Oh I'm very very happy with this thing I just figured out for the new collection by Jeffrey Cohen and Lowell Duckert. They have a habit of bringing out the best in me. The three things I've done for them have been so so very pleasant and inspiring to write.

So they're doing this thing called Veer Ecology, veer being a term that Nicholas Royle noticed was common to words like environment and perversion. Nice one! I use this concept a lot now.

So check it out. I haven't written it yet. But you can guess what it's going to say!

Attune
Timothy Morton

Since a thing can't be known directly or totally, one can only attune to it, with greater or lesser degrees of intimacy. Nor is this attunement a “merely” aesthetic approach to a basically blank extensional substance. Since appearance can't be peeled decisively from the reality of a thing, attunement is a living, dynamic relation with another being.

Furthermore, and for the same reason, attunement is the place where causality happens. Consider what happens when an opera singer's voice attunes to a wine glass. If done with the greatest accuracy, the wine glass explodes. The realm of attunement is thus like the mesmeric realm of “animal magnetism.” It is a force simultaneously discovered and repressed at the inception of modernity.

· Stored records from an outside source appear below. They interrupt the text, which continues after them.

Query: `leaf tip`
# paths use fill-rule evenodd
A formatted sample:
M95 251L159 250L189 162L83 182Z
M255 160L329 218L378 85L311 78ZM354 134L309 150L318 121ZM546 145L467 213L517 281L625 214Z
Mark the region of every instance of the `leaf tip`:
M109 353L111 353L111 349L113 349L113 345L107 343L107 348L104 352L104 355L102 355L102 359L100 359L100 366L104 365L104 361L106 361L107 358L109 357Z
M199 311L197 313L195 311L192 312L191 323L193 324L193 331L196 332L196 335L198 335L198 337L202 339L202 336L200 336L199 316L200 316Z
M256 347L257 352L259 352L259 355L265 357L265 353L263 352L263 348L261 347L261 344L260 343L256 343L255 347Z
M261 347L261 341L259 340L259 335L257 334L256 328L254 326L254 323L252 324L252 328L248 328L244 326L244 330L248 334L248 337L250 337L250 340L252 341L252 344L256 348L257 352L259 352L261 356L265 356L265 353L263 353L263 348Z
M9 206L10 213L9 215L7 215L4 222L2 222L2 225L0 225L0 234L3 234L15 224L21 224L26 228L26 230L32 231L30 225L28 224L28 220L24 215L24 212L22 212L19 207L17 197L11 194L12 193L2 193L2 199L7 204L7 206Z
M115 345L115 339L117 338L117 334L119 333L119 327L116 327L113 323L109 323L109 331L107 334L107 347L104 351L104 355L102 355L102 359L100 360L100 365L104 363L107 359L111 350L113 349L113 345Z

While modernity allowed agricultural logistics to destroy Earth even more successfully than before, it also unleashed, ironically and unwittingly, the non-agricultural (“Paleolithic”) idea of an interconnective, causal–perceptual aesthetic force.

The Owl of Minerva didn't just fly at dusk. She flew straight out of a dream into the dreams of sleepers convinced they had woken up from every last trace of the so-called primitive. When we study attunement, we study something that has always been there: ecological intimacy, which is to say, intimacy between humans and nonhumans, violently repressed with violent results.